As of ICA v2.8.0, Bench Workspaces utilize a FUSE driver to mount project data directly into a workspace file system. There are both read and write capabilities with some limitations on write capabilities that are enforced by the underlying AWS S3 storage.
As a user, you are allowed to do the following actions from Bench (when having the correct user permissions compared to the workspace permissions) or through the CLI:
- Copy project data
- Delete project data
- Mount project data (CLI only)
- Unmount project data (CLI only)
When you have a running workspace, you will find a file system in Bench under the project folder along with the basic and advanced tutorials. When opening that folder, you will see all the data that resides in your project.
WARNING: This is a fully mounted version of the project data. Changes in the workspace to project data cannot be undone.
The FUSE driver allows the user to easily copy data from /data/project to the local workspace and vice versa.
The FUSE driver also allows you to delete data from your project.
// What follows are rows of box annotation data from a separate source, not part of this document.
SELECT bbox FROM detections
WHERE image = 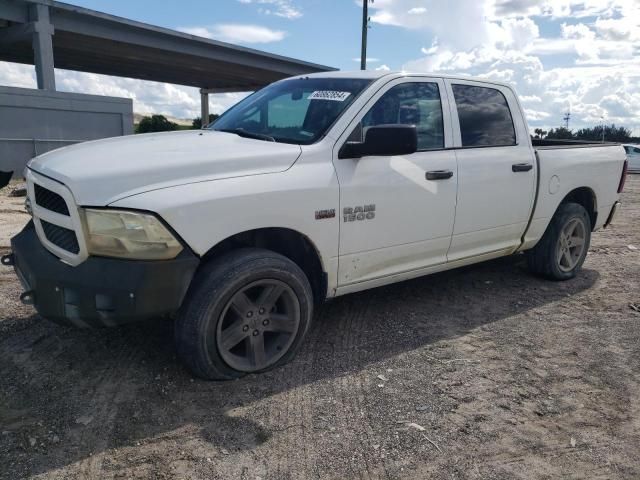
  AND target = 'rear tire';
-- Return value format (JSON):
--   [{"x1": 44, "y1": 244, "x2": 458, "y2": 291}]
[
  {"x1": 175, "y1": 248, "x2": 313, "y2": 380},
  {"x1": 527, "y1": 203, "x2": 591, "y2": 280}
]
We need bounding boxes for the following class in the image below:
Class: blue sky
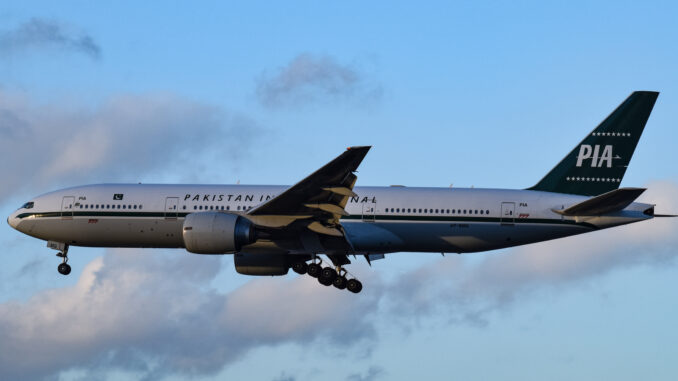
[0,1,678,380]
This is different from the use of Bench before where you took a local copy and still kept the original file in your project.
WARNING: Deleting project data through Bench workspace through the FUSE driver will permanently delete the data in the Project. This action cannot be undone.
Using the FUSE driver through the CLI is not supported for Windows users. Linux users will be able to use the CLI without any further actions, Mac users will need to install the kernel extension from macFuse.
MacOS uses hidden metadata files beginning with ._ ,which are copied over and exposed during CLI copy to your project data. These can be safely deleted from your project.
Mount and unmount of data needs to be done through the CLI. In Bench this happens automatically and is not needed anymore.
❗️ Once a file is written it cannot be changed! You won't be able to update it in the project location because of the restrictions mentioned above.
Some examples of other actions or commands that will not work because of the above mentioned limitations:
- Save a jupyter notebook or R script on the /project location
- Using vi or another editor
- Add/remove a file from an existing zip file
- Redirect with append to an existing file e.g. echo "This will not work" >> myTextFile.txt
- Rename a file due to the existing association between ICA and AWS
A file can be written only sequentially. This is a restriction that comes from the library the FUSE driver uses to store data in AWS. That library supports only sequential writing, random writes are currently not supported. The FUSE driver will detect random writes and the write will fail with an IO error return code. Zip will not work since zip writes a table of contents at the end of the file. Please use gzip.
Listing data (ls -l) reads data from the platform. The actual data comes from AWS and there can be a short delay between the writing of the data and the listing being up to date. As a result a file that is written may appear temporarily as a zero length file, a file that is deleted may appear in the file list. This is a tradeoff, the FUSE driver caches some information for a limited time and during that time the information may seem wrong. Note that besides the FUSE driver also the library used by the FUSE driver to implement the raw FUSE protocol and the OS kernel itself may do caching.
To use a specific file in a jupyter notebook, you will need to use '~/project/filename'. Otherwise it won't work.
This functionality won't work for old workspaces unless you enable the permissions for that old workspace.